Sevgili okurlar… Ben böyle yazdım diye bazılarının yoktan ve sebepsiz yere fırtınalar koparacağını tahmin etmemek saflık olur.
Niyetimiz her yazımızda olduğu gibi cesurca hakikatleri haykırmak ve akıl süzgecinden geçmiş bilgi ve değerlendirmeleri sizinle paylaşmaktır.
1400 yıldır dini hakikatmiş gibi kutsal sayılan nice hurafe ve safsataları korkusuzca yapılan devrimlerle rafa kaldırdığımız gibi, bu önemli konuyu da olması gerektiği gibi ele alıp artık son noktayı koymak istiyoruz.
Konuyu bu kadar hassas ve kritik hale dönüştüren gelişme nedir diye baktığımızda, bu alan üzerinden oluşturulan kasıtlı ve planlı istismar ve bölücü unsurların BOP ekseninde daima teyakkuzda olmasının asıl nirengi noktasını oluşturduğunu görmekteyiz.
Peki, nedir "Kürt" sözünün aslı…
Öncelikle ricamız şudur.
Bu saptamaların yapılması ve meselenin gerçek yüzünün ortaya çıkarılmasının, farklı niyet okumalarıyla sulandırılmaya çalışılmamasını arzulamaktayız.
Bir kere, Japon dil bilimci Kojma, Kürtçe diye bir dilin olmadığını saptamıştır.
Prof. Dr. Abdulhaluk Çay ise, bu konu hakkında yapmış olduğu derin araştırmalar sonucunda, M.Ö. 2000'lerdeki Asur salnamelerinde "KÜRT" sözünün olmadığını, oysa "TÜRK" adının, o tarihlerden de daha da geriye giderek varlığını sürdürdüğünü saptamıştır.

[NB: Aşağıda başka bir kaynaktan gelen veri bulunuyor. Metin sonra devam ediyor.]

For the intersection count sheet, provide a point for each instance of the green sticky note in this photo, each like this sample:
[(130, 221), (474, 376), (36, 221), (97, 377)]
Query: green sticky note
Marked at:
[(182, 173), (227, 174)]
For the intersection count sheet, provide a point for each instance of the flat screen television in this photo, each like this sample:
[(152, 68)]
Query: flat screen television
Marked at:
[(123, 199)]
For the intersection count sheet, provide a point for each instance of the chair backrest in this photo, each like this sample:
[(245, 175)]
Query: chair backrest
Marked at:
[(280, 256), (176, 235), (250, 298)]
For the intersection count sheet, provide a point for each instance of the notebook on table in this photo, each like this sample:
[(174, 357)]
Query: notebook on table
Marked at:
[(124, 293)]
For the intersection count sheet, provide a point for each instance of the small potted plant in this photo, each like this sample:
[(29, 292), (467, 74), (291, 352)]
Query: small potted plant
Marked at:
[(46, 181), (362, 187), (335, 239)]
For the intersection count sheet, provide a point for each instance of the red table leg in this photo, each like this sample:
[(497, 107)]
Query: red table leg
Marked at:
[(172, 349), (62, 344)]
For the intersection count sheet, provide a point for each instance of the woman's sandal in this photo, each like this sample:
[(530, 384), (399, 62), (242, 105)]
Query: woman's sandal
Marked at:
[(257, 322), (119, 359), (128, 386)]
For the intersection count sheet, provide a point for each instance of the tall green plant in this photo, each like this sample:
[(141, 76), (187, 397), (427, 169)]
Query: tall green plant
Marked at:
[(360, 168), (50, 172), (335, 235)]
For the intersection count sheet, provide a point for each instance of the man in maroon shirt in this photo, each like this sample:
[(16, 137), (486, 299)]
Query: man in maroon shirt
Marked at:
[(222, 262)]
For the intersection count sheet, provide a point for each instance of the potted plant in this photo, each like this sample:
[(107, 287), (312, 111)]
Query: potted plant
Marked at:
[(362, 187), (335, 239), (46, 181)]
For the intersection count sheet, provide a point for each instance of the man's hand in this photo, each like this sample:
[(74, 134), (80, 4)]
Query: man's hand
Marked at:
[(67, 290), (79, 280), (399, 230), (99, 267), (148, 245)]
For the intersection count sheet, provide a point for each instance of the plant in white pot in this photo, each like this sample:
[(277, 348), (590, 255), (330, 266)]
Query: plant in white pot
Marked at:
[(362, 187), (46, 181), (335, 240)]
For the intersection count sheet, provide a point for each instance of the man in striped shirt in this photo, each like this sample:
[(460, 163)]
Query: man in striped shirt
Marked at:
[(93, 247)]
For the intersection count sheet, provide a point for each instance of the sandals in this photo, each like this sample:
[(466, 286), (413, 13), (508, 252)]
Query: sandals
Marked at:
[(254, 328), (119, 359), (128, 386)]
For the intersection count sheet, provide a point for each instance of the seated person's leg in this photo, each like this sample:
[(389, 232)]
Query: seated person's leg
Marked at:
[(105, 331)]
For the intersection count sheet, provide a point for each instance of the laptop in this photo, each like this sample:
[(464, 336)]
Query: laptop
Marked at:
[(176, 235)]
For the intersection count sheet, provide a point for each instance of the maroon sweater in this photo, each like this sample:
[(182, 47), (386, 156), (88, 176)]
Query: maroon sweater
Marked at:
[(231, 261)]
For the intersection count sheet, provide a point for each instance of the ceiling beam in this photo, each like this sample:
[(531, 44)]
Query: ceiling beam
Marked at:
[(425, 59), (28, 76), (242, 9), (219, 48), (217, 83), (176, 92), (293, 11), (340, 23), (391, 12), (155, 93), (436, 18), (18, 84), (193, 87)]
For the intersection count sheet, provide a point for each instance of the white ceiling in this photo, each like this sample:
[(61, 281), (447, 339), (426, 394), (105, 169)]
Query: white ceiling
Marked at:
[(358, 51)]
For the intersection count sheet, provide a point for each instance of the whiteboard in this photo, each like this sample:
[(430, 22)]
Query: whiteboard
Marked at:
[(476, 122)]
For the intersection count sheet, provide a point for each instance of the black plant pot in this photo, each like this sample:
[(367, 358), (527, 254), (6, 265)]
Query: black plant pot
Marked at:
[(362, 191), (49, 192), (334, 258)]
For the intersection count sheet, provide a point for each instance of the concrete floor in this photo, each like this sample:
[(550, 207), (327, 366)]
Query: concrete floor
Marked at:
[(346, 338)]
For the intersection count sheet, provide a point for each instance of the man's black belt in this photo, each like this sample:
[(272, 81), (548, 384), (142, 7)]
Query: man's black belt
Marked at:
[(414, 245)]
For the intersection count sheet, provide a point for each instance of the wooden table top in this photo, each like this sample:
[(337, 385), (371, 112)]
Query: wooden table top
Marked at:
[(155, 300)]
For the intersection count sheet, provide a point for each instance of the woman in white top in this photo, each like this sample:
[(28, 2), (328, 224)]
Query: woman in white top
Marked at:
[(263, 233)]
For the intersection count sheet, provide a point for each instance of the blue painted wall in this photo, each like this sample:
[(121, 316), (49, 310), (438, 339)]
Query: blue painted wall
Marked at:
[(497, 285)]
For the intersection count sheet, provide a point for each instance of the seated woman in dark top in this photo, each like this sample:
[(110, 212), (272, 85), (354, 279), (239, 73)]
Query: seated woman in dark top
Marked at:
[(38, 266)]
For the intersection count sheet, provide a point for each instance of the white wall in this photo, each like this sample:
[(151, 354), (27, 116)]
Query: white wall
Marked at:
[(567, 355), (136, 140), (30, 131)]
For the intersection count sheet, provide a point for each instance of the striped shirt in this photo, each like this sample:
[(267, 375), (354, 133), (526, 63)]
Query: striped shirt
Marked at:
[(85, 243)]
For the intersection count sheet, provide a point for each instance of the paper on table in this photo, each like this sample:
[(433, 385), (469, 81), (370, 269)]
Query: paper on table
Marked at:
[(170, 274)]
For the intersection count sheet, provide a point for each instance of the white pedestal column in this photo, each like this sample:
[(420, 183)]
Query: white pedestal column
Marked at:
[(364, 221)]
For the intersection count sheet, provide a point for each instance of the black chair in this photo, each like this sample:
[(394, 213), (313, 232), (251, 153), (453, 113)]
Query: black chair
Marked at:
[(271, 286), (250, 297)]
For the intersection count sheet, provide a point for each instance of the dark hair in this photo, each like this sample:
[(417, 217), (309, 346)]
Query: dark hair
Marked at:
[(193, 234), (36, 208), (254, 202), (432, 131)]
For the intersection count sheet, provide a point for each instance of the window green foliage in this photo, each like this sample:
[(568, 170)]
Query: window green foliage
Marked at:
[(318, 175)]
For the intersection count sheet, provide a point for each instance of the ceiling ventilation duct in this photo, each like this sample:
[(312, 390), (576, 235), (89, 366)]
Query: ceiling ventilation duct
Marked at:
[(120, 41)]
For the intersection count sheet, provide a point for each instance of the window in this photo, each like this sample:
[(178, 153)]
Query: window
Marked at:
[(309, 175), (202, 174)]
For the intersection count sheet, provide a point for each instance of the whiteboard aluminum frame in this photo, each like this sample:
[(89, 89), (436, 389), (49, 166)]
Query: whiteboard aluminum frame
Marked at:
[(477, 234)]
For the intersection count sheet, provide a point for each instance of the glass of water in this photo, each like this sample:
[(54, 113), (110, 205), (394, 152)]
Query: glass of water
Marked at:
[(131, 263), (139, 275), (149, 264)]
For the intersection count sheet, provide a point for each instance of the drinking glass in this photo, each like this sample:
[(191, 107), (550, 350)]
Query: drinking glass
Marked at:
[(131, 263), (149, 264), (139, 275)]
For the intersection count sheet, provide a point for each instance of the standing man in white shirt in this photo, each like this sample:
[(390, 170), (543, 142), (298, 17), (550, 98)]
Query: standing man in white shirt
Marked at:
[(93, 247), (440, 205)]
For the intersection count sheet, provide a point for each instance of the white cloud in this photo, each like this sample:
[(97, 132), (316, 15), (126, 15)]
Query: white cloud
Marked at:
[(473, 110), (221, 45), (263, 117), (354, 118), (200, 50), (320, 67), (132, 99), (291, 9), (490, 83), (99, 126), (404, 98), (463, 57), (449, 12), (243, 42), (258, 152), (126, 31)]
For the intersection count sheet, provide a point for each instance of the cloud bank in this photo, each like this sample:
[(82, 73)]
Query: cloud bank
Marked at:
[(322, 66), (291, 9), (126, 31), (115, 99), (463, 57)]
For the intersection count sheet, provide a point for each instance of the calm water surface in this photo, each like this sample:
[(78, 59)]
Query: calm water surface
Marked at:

Dünyaca ünlü olmasına rağmen, maalesef Türkiye'de gerekli ilgiyi göremeyen büyük Türkolog Kazım Mirşan hoca işin bam telini çok iyi bildiğinden konuya son noktayı koyacak tarihi saptamasını şöyle yapmıştır:
"Alpertunga" olarak yanlış okunan Alparungu Han'ın bir aşiret reisine, ÖKÜ-ERT yani, "aşiretini yönetme yetkisi" verdiğini Elegeş anıtındaki yazıtlarda okumuştur.
"Kürt" adı bu yetkiyi ifade eden kelimelerin sıkışarak bozulmasından doğmuştur.
Yani, "Kürt" adı bir etni adı olarak değil, bir idari terim olarak kullanılmıştı.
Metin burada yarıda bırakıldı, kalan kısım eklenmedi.